QUESTION: I buy a lot of fruit, freshly prepared, cut up and cleaned, at a local grocery store. Lately, I’ve noticed frequently that the fruit looks a little old. I look at the date on the package and notice two labels, one with a four-day-old date and one with a two-day-old date. Is it okay for a grocery store to change the date so it says it is fresher than it actually is?
ANSWER: “Produce managers will sometimes extend dates if they see product lasting past the original date. They extend the date to try to sell their product because most customers believe that these dates mean the product is unsafe, which is not correct. The date is strictly a quality date. Those dates are strictly for the manufacturers: they are for the stores themselves and somewhat a courtesy to the consumer. It does not reflect the safety of the food product in those containers.”
QUESTION: It seems if it does not sell by the first date, they just put a new label on it and leave it out for customers to buy for a few more days.
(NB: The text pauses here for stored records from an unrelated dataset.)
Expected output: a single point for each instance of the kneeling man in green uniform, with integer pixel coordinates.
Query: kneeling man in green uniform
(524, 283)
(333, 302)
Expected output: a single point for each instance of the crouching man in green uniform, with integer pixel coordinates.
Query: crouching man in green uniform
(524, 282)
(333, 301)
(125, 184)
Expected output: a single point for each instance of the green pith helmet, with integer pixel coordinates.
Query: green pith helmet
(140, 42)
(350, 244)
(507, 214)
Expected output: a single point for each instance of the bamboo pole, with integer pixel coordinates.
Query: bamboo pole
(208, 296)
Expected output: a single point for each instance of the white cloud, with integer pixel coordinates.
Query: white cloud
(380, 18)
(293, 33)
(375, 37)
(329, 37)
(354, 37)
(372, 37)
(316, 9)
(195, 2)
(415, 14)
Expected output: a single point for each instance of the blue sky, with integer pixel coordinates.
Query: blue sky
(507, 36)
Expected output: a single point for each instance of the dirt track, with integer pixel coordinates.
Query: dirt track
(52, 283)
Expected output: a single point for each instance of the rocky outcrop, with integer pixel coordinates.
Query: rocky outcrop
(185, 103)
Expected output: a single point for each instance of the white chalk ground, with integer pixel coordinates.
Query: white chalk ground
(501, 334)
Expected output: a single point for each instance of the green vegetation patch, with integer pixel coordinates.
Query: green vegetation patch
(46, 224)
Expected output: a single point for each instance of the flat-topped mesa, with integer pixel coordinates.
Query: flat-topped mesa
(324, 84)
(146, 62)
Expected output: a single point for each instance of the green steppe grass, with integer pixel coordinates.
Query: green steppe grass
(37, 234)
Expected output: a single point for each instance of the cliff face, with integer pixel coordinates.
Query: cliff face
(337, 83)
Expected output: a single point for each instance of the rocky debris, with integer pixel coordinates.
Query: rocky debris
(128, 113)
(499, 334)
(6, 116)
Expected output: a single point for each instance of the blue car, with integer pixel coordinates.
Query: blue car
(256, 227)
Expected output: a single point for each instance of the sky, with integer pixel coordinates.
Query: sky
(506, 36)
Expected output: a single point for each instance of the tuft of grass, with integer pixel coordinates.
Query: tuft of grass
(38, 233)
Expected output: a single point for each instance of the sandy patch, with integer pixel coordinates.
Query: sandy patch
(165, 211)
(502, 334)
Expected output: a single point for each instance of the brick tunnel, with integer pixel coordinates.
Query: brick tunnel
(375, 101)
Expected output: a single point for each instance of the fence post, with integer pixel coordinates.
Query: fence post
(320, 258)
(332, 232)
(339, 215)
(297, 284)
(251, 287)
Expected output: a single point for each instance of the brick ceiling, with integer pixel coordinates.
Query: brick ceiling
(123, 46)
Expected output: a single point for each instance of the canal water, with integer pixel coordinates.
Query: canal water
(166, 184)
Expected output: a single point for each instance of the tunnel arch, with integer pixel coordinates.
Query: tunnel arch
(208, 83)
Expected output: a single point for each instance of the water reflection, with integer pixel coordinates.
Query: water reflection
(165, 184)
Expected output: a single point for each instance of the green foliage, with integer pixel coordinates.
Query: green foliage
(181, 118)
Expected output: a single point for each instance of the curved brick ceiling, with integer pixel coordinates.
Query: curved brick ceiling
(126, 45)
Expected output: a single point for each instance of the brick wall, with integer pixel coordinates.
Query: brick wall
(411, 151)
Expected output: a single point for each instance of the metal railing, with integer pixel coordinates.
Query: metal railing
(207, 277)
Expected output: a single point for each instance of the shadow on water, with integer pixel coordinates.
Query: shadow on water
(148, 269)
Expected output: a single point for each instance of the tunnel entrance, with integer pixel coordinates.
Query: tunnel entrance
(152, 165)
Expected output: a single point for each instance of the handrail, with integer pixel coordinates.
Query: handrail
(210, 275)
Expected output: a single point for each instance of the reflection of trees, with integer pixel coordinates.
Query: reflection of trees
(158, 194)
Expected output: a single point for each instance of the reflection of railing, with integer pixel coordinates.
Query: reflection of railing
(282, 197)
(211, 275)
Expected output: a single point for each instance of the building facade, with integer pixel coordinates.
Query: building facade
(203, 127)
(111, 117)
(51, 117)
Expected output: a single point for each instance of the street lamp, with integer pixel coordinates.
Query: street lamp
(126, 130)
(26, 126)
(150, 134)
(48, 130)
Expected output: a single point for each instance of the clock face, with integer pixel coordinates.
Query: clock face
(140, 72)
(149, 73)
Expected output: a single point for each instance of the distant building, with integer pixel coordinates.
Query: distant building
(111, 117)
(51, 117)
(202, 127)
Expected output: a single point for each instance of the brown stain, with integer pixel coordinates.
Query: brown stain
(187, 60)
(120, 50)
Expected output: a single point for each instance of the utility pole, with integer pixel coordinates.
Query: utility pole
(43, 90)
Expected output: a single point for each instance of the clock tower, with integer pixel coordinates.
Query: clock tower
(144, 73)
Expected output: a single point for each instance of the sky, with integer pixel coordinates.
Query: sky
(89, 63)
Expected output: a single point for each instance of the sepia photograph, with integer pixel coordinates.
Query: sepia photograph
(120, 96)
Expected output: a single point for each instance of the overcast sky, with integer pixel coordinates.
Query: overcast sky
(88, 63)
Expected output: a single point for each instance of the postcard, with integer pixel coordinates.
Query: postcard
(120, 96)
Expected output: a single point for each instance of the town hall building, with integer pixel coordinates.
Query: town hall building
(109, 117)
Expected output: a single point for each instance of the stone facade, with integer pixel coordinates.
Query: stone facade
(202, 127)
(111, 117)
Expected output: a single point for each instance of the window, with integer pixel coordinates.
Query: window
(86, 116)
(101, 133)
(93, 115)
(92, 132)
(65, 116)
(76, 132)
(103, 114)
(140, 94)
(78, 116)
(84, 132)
This looks a bit deceptive and misleading, not to mention unsafe for customers. Is this a common practice at grocery stores?
ANSWER: “This is common practice in produce sections and it is legal. Since the majority of produce allow for visible and physical observation, customers can make their own determination as to the freshness of the product. Most businesses do not want customers eating their products when the taste is tainted, even though it is usually safe to do so, because customers won’t purchase them again.”
QUESTION: Is this approved by the health department?
ANSWER: “These types of dates are not required by DHH. But dates on meats, dairy products and other foods do serve a purpose and can be useful for recalls. The only products which are mandated to be removed from the market when the date expires are baby food and infant formula. Even in these cases, it’s not because they’re unsafe but that they no longer meet the nutritional requirements specified on their labels, which is misleading.”